Su faceta de articulista y escritora sorprendió a muchos.
Pero los más allegados sabíamos de sus tanteos literarios y de la autoría de
una colección de relatos, de la que yo leí unos cuantos. Quería escribir una
novela, había avanzado ya bocetos y esquemas, y este verano nos había nombrado
a unos pocos guardianes de sus escritos. Trabajaba mejor bajo presión y nos
pidió que la obligásemos a ser disciplinada. Nunca llegó a mandarnos el
calendario que había preparado para las entregas de las páginas.
No obstante, fue capaz de componer en 2009 un libro
ambicioso, difícil, y que, sin embargo, bajo el tamiz de su escritura discurre
con asombrosa sencillez: Sevilla Ciudad
de las palabras. Esta obra tiene la virtud de hacer parecer fácil y
manejable algo que no lo es en absoluto: como transitar sobre la historia de la
literatura y de Sevilla a través de textos escogidos, de escenas, e hilarlas
con una acompasada fluidez.

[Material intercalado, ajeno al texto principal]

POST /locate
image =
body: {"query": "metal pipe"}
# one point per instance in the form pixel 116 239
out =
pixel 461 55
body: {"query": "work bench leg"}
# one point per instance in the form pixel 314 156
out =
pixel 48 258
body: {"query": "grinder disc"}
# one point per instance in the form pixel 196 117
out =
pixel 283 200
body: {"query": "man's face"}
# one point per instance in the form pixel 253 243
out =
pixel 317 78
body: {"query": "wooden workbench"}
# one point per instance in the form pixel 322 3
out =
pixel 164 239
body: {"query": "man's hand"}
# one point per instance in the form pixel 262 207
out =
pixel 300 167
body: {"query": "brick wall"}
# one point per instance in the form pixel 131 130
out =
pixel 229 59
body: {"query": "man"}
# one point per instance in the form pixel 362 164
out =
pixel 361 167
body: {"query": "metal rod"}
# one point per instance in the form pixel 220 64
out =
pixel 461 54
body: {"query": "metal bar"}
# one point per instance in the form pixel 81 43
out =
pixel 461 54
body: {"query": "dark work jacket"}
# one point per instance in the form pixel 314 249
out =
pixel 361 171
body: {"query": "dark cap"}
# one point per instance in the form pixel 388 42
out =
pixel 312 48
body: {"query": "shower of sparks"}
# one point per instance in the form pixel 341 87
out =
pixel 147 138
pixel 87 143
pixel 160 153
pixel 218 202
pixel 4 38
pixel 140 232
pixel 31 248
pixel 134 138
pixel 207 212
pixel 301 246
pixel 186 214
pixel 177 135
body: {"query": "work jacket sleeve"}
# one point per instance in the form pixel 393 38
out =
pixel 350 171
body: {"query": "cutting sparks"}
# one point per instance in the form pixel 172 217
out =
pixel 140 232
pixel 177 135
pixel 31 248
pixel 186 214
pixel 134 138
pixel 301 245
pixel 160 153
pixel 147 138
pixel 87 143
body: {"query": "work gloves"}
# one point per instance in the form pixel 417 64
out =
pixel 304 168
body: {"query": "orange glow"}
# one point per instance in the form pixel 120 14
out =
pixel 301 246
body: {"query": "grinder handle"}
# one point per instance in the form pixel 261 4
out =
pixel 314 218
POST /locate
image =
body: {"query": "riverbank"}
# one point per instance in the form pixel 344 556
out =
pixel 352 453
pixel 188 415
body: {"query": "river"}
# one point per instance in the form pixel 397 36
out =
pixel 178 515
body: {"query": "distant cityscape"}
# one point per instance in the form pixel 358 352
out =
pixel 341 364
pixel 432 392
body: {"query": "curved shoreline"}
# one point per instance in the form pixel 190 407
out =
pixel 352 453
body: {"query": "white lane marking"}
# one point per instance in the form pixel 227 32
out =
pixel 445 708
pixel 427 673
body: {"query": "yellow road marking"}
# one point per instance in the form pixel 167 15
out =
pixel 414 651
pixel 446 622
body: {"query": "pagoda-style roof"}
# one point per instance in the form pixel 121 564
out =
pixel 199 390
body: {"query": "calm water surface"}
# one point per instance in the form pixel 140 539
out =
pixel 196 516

Cuando se cierra la última página, un libro así
parece obvio, pero no se había hecho, y solo es imaginable en alguien
perdidamente enamorada de la literatura y de la ciudad.
Hiperactiva y dispersa, despistada hasta la comicidad, Concha
probaba e intentaba casi todo. Guitarra, clases de inglés, piano, natación,
costura. Algunas se le dieron bien: se cortaba el pelo y se peinaba ella sola;
y otras no tanto. Le encantaba la novela y el cine americano (últimamente le
fascinaban las series) y era una apasionada de París, que visitó varias veces,
y de Nueva York. Le gustaba la vida y había pocas cosas que desdeñara sin
conocerlas.
Y una buena parte de su vida, no quiero dejar de decirlo, era
Antonio, que la cuidó y la protegió
siempre, a veces en la retaguardia, y que, sobre todo –Concha lo decía con
frecuencia--, la hizo muy feliz. Y también su familia: tenía presente a sus
padres en su cabeza y su corazón, y a sus hermanos: Queca, Rosa, Marina y
Gabri. Le encantaba estar con ellos y volver a esa infancia feliz en la casa
grande de Baena. Y con sus sobrinos, que la mantenían al día de las últimas
tendencias.
Decía Simone de Beauvoir que no hay muerte natural. Todos los
seres humanos somos mortales, pero para todos los seres humanos la muerte es un
accidente, porque aunque la conozcamos y la aceptemos, es una violencia
indebida.No creo que sea por la costumbre tan española de canonizar al instante a los que ya se han ido, pero lo cierto es que no le encuentro reparo alguno a Concha Caballero. Guapa, inteligente, tierna, brillante, generosa, curiosa, fuerte, adorable, atenta, cariñosa, sólida, con una personalidad arrolladora. Tengan por seguro que no me ciega el amor de amiga si digo que su pérdida es una de las más irreparables que ha experimentado Andalucía en los últimos años. La echo tanto de menos que aún no sé cómo voy a poder sobrellevarlo.
Precioso Isabel. Podría suscribirlo cualquiera porque Concha proyectaba luz por donde pasaba. Me parece una pérdida irreparable.